When describing the colonization of Southern Bessarabia, little is said about the Bulgarians, Serbs, and Greeks, although the authors find it necessary to note the significance of the German colonies, whose appearance they correctly associate with the reactionary policy of tsarism in 1814-1825.
Very briefly and unintelligibly it is said about the formation of the Moldavian nation (pp. 392-393). This important issue of the history of the Moldovan people requires further in-depth research.
The book focuses on the role of political factors in social development, while economic factors are less well covered. The prerequisites for the implementation of the peasant reform in Moldova are not sufficiently covered (pp. 445-449). The book states that "the development of capitalism in agriculture in Moldova was relatively faster than in the central provinces of Russia." But this is not confirmed by the facts.
The book is provided with illustrations, maps, diagrams, plans and diagrams that significantly enliven the text, making it more accessible to the reader. Unfortunately, most of the illustrations are poorly executed.
A number of maps of Moldavia and Bessarabia, placed in the book, are made schematically and do not show which countries Moldova bordered on. Historical maps of Moldova are completely missing.

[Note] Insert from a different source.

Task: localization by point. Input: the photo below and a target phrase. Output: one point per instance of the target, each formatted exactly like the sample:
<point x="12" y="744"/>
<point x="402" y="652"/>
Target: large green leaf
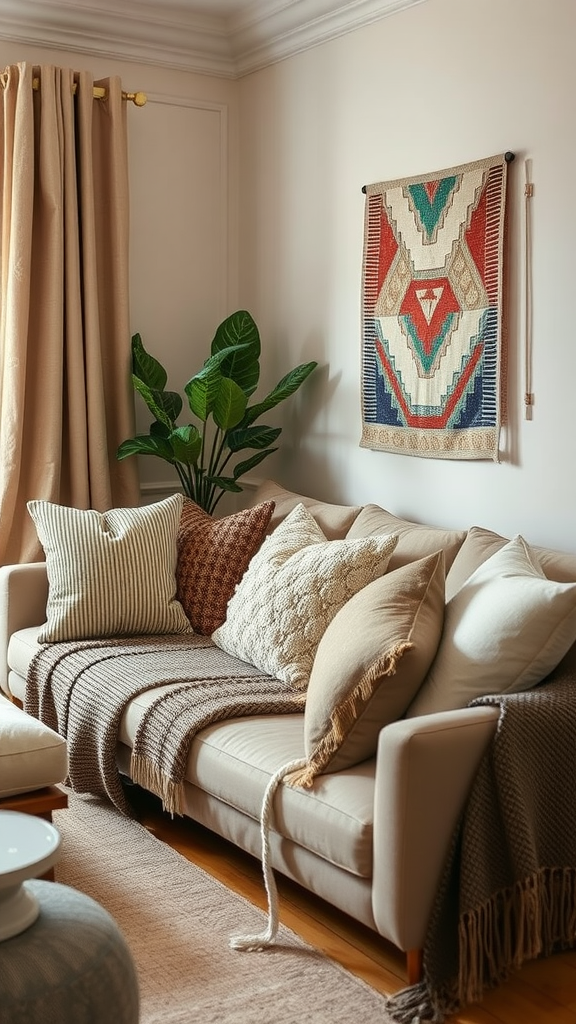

In the preface to the book, it would be useful to give a brief overview of the main sources and literature used by the authors.
Summing up, it should be recognized that, despite the noted shortcomings of the book, the authors ' team and editors of the "History of Moldova" mostly successfully coped with the task assigned to them. The book is written from the standpoint of Marxist-Leninist methodology, based on a large and interesting factual material. The appearance of this book is an indisputable achievement of Soviet historical science.
D. I. Myshko, N. M. Tkachenko
7 See L. Berg. Bessarabia, St. Petersburg, 1918; "Moldavian SSR", Ed.of the USSR Academy of Sciences. Moscow, 1941.